"To Louise, the city's erotic smorgasbord was the most pervasive and intriguing attribute of 1928 Berlin, 'where the ruling class publicly flaunted its pleasures as a symbol of wealth and power.' No account of the city's sexuality at that time is better than her own:
Sex was the business of the town. At the Eden Hotel, where I lived, the cafe bar was lined with the higher-priced trollops. The economy girls walked the street outside...Collective lust roared unashamed at the theatre. In the revue Chocolate Kiddies, when Josephine Baker appeared naked except for a girdle of bananas, it was precisely as Lulu's stage entrance was described by Wedekind: 'They raged there as in a menagerie when the meat appears at the cage.'"

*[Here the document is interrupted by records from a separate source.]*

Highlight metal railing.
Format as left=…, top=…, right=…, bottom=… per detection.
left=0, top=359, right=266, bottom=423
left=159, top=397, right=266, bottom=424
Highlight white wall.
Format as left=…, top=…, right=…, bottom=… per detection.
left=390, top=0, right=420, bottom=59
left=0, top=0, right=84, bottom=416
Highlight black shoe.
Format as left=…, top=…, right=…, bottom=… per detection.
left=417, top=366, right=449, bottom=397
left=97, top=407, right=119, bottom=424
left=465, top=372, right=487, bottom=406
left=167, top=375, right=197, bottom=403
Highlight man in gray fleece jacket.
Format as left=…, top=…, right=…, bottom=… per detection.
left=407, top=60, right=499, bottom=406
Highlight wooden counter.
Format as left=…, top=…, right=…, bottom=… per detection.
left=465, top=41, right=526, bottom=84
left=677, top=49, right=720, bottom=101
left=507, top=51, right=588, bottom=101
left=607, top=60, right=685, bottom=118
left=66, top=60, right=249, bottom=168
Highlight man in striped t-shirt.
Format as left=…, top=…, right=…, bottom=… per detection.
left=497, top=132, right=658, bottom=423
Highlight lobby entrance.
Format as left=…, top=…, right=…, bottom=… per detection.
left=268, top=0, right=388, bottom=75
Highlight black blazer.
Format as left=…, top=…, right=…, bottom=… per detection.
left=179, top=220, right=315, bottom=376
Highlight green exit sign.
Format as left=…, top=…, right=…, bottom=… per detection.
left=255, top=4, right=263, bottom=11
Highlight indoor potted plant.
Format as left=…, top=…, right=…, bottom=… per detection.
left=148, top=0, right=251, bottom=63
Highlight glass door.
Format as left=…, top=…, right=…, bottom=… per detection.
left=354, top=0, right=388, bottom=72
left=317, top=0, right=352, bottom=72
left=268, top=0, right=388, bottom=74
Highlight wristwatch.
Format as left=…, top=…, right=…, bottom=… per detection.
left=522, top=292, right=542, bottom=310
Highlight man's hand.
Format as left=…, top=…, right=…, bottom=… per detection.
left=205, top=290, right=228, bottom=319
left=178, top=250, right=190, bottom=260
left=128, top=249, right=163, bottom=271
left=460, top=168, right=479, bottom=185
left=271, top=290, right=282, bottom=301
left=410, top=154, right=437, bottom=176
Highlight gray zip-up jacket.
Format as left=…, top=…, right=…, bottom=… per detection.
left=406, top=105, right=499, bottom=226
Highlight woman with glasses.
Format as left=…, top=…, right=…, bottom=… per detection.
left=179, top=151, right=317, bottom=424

"Wedekind's controversial writing embraced Freud's thesis that civilisation is based on the suppression of the most basic human instinct: the erotic. He preached a 'revival of spiritual sensuality and bodily pleasure'--an unattainable freedom of the flesh that outraged late Victorian morality...Wedekind also practiced what he preached. He delighted in scandalising the fin-de-siecle bourgeoisie with his capes and extravagant Mephistophelian garb, and he kept company with avant garde artists and con-artists, prostitutes and petty criminials. He loved bordellos, opium dens, and particularly the circus."